Pour que ce langage de programmation soit cohérent, il convient d'établir la définition de type de document ou DTD, sans laquelle un document SGML n'existe pas. C'est en fait le modèle servant à décrire la structure hiérarchique du document (analyse verticale). SGML est donc le langage qui permet d'établir un programme, la DTD. Michel Biezunski, consultant Moderato, voit dans ce langage « un moyen de rendre les documents indépendants des systèmes sur lesquels ils ont été créés. Avec SGML, on fait entrer une structure à l'intérieur du texte. On isole le cœur de l'information de sa présentation et de son formatage. »

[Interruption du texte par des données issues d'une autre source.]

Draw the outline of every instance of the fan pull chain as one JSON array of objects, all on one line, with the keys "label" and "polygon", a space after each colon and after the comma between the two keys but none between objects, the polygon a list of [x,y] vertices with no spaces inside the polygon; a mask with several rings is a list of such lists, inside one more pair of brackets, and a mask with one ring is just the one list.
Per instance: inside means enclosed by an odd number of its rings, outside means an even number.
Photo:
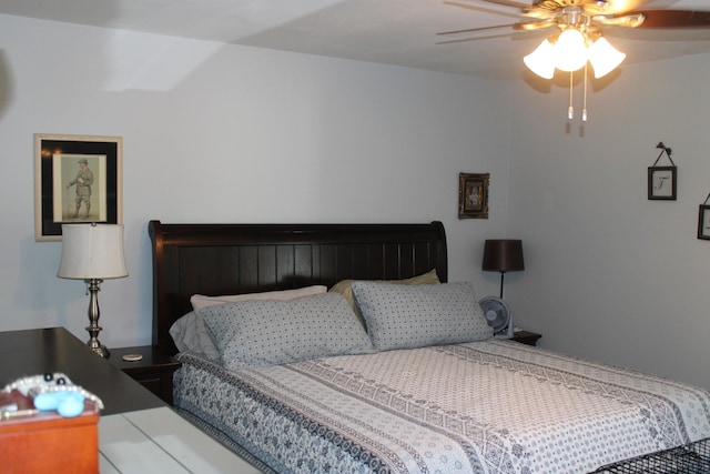
[{"label": "fan pull chain", "polygon": [[569,109],[567,109],[567,119],[575,118],[575,107],[572,105],[572,71],[569,71]]},{"label": "fan pull chain", "polygon": [[585,99],[584,99],[584,103],[582,103],[582,109],[581,109],[581,121],[586,122],[587,121],[587,81],[588,81],[588,75],[587,75],[587,64],[589,64],[589,62],[585,62]]}]

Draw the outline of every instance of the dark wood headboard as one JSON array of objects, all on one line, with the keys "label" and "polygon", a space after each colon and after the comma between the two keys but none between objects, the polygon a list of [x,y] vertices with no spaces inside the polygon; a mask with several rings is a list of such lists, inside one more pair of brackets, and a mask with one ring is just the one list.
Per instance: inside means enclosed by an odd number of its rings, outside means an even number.
[{"label": "dark wood headboard", "polygon": [[150,221],[153,344],[176,349],[170,326],[193,294],[328,288],[344,279],[448,278],[446,233],[429,224],[163,224]]}]

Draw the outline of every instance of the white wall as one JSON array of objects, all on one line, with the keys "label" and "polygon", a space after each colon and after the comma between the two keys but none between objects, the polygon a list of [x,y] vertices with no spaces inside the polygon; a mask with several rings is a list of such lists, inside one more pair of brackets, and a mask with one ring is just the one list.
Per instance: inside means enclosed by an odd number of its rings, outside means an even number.
[{"label": "white wall", "polygon": [[[121,135],[130,276],[104,282],[100,337],[151,340],[146,223],[442,220],[450,280],[497,292],[508,88],[404,68],[0,16],[0,331],[87,339],[83,283],[33,238],[33,133]],[[458,221],[459,172],[489,172],[490,219]]]},{"label": "white wall", "polygon": [[[516,88],[508,232],[526,271],[507,295],[542,346],[710,387],[709,80],[710,56],[622,65],[569,128],[567,88]],[[579,85],[575,100],[579,113]],[[659,141],[677,201],[647,200]]]}]

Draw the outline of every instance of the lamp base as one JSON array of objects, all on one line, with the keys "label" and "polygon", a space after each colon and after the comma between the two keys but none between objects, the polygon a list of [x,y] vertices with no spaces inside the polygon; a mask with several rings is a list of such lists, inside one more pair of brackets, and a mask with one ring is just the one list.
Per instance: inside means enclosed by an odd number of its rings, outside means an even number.
[{"label": "lamp base", "polygon": [[101,355],[103,359],[109,359],[109,356],[111,355],[106,346],[103,344],[97,345],[97,344],[93,344],[93,341],[89,340],[87,341],[87,345],[89,346],[89,349],[91,349],[98,355]]},{"label": "lamp base", "polygon": [[87,292],[89,293],[89,325],[87,326],[87,331],[89,332],[89,341],[87,341],[87,345],[97,354],[101,355],[104,359],[109,359],[109,350],[105,345],[101,344],[99,341],[99,333],[101,332],[101,326],[99,325],[99,291],[101,290],[101,283],[103,280],[101,279],[88,279],[84,280],[87,283]]}]

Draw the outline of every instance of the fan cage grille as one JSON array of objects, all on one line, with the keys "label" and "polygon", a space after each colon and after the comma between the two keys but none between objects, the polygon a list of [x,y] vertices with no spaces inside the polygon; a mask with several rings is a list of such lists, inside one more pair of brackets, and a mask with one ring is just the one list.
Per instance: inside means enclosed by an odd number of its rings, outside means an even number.
[{"label": "fan cage grille", "polygon": [[701,474],[710,472],[710,438],[610,464],[597,474]]}]

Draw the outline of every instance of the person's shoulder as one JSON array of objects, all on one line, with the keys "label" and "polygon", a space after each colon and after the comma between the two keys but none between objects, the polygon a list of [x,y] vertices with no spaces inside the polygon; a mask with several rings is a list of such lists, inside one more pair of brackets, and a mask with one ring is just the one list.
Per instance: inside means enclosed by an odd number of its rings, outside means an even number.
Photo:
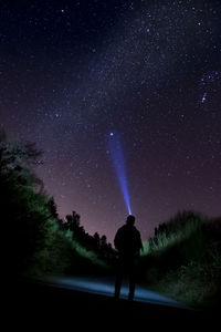
[{"label": "person's shoulder", "polygon": [[136,232],[137,235],[140,235],[139,230],[134,226],[134,232]]}]

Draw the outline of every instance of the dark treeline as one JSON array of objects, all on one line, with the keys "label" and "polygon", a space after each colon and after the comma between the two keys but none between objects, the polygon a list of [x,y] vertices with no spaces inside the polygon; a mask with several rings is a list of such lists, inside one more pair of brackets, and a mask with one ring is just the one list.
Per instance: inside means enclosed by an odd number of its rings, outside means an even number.
[{"label": "dark treeline", "polygon": [[[88,235],[76,211],[59,217],[35,175],[42,153],[0,132],[0,220],[4,274],[110,273],[116,251],[106,236]],[[155,229],[137,263],[139,281],[187,303],[220,300],[221,220],[178,212]],[[219,302],[220,303],[220,302]]]},{"label": "dark treeline", "polygon": [[[81,273],[108,267],[115,251],[105,236],[90,236],[73,212],[59,218],[53,197],[35,175],[42,153],[0,133],[0,219],[4,272]],[[3,239],[2,239],[3,241]]]}]

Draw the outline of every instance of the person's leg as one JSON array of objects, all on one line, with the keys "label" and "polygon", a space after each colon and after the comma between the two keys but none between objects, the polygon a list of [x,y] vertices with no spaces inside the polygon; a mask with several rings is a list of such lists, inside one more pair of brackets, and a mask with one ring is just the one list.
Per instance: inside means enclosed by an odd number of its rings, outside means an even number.
[{"label": "person's leg", "polygon": [[129,295],[128,295],[128,300],[133,301],[134,300],[134,295],[135,295],[135,266],[134,262],[130,263],[129,266]]},{"label": "person's leg", "polygon": [[116,271],[116,278],[115,278],[115,298],[119,298],[120,288],[122,288],[122,281],[123,281],[123,266],[122,262],[118,262],[117,271]]}]

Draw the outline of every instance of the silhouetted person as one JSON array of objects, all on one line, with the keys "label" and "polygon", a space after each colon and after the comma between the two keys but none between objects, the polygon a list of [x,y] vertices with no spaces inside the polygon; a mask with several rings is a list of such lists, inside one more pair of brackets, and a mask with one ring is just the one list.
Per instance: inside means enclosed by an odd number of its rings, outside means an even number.
[{"label": "silhouetted person", "polygon": [[140,234],[134,226],[135,217],[129,215],[126,224],[122,226],[115,236],[114,245],[118,251],[118,264],[115,280],[115,298],[119,298],[123,276],[129,278],[129,295],[128,300],[134,300],[135,293],[135,262],[139,257],[139,251],[143,249]]}]

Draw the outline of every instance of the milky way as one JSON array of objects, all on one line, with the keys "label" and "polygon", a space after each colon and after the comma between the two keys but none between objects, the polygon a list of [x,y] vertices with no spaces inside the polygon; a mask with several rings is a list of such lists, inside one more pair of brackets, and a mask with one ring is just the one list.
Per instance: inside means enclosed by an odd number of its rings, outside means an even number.
[{"label": "milky way", "polygon": [[0,124],[44,152],[60,215],[113,240],[116,132],[143,239],[178,210],[220,215],[220,1],[19,2],[0,4]]}]

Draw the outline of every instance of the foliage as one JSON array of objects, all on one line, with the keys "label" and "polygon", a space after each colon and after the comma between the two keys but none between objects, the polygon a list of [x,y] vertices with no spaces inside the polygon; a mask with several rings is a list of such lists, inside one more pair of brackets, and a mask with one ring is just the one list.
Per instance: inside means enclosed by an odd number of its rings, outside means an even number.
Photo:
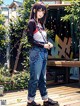
[{"label": "foliage", "polygon": [[5,91],[26,89],[28,87],[28,80],[29,72],[19,72],[11,79],[9,70],[4,70],[4,68],[0,67],[0,84],[4,86]]},{"label": "foliage", "polygon": [[[0,5],[3,4],[3,1],[0,0]],[[2,12],[1,8],[0,8],[0,13]],[[5,23],[5,17],[3,14],[0,14],[0,55],[5,54],[5,34],[6,34],[6,27],[4,25]],[[4,53],[3,53],[4,52]]]},{"label": "foliage", "polygon": [[65,11],[68,13],[62,17],[63,21],[70,20],[73,25],[76,26],[75,32],[77,37],[80,37],[80,2],[75,0],[71,2],[70,6],[65,7]]},{"label": "foliage", "polygon": [[[10,38],[11,38],[11,51],[18,49],[22,43],[21,54],[23,55],[23,63],[25,68],[28,68],[28,54],[30,44],[27,41],[27,25],[30,17],[31,7],[34,3],[33,0],[24,0],[23,7],[18,10],[18,16],[16,19],[10,21]],[[23,31],[25,34],[23,36]]]}]

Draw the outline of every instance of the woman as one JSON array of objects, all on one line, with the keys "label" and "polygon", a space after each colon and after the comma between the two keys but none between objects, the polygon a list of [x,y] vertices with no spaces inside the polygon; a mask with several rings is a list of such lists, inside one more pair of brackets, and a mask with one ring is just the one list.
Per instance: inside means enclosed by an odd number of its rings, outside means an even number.
[{"label": "woman", "polygon": [[46,20],[46,7],[42,2],[35,3],[32,8],[28,24],[28,40],[32,45],[30,50],[30,80],[28,85],[27,106],[41,106],[34,101],[37,87],[39,88],[43,105],[55,105],[57,101],[48,98],[46,90],[46,63],[48,49],[53,45],[47,41],[44,23]]}]

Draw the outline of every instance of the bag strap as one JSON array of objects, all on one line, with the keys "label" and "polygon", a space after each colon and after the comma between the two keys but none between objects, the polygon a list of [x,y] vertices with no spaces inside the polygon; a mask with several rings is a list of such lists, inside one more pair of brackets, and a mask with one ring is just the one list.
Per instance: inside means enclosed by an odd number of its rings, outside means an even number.
[{"label": "bag strap", "polygon": [[[36,26],[37,26],[37,22],[36,22],[35,20],[34,20],[34,22],[35,22],[35,24],[36,24]],[[42,32],[41,32],[41,29],[40,29],[39,27],[38,27],[38,31],[41,33],[44,42],[45,42],[45,43],[48,43],[48,41],[47,41],[46,38],[43,36],[43,34],[42,34]]]}]

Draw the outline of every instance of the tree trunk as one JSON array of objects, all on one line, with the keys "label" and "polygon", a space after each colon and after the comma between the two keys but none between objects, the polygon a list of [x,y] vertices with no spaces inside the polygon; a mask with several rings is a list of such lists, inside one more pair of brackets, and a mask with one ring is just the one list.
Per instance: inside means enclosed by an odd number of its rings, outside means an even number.
[{"label": "tree trunk", "polygon": [[[22,38],[24,37],[24,33],[25,33],[25,30],[23,31]],[[13,68],[13,71],[12,71],[12,77],[13,77],[14,72],[16,71],[16,68],[17,68],[17,65],[18,65],[19,56],[20,56],[20,54],[21,54],[21,48],[22,48],[22,42],[20,42],[19,48],[18,48],[18,50],[17,50],[17,56],[16,56],[14,68]]]}]

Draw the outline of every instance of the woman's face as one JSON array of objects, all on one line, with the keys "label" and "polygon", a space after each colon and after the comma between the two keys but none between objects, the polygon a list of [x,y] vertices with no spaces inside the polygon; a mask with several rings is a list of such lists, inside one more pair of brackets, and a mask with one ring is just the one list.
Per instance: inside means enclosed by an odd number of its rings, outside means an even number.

La satisfaction que certains ont pu éprouver à avoir navigué dans ces termes spécifiques avec plus ou moins de bonheur est de courte durée : DTD, SGML semblent déjà dépassés quand Michel Biezunski parle de méta DTD, de norme HyTime. SGML ne résolvant pas le problème des DTD hétérogènes, et une structure de document n'étant jamais figée, que se passe-t-il quand on veut changer de DTD ? Bien sûr, les informaticiens se sont penchés sur ce problème, et, grâce à HyTime, norme adoptée il y a un mois, on pourra lier entre elles des DTD. Ce langage de structure hypermédia s'appuie sur le langage SGML et est basé sur le modèle de la référence bibliographique : d'un support, on peut faire référence à n'importe quel autre support, on peut aussi faire référence à une oeuvre publiée à n'importe quelle époque et, enfin, on peut y avoir accès n'importe où. Les possibilités de consultation, avec HyTime seraient supérieures à celles qu'on a aujourd'hui. Mais, pour l'instant, il n'y a pas encore d'applications de cette norme.
Ce sont les coûts très élevés qui, ajoutés au trop-plein d'informations, à leur complexité, à leur volatilité, accélèrent le développement de nouvelles techniques, cherchant à repousser toujours plus loin dans le temps l'utilisation de documents, indépendamment de leur support et du système de saisie.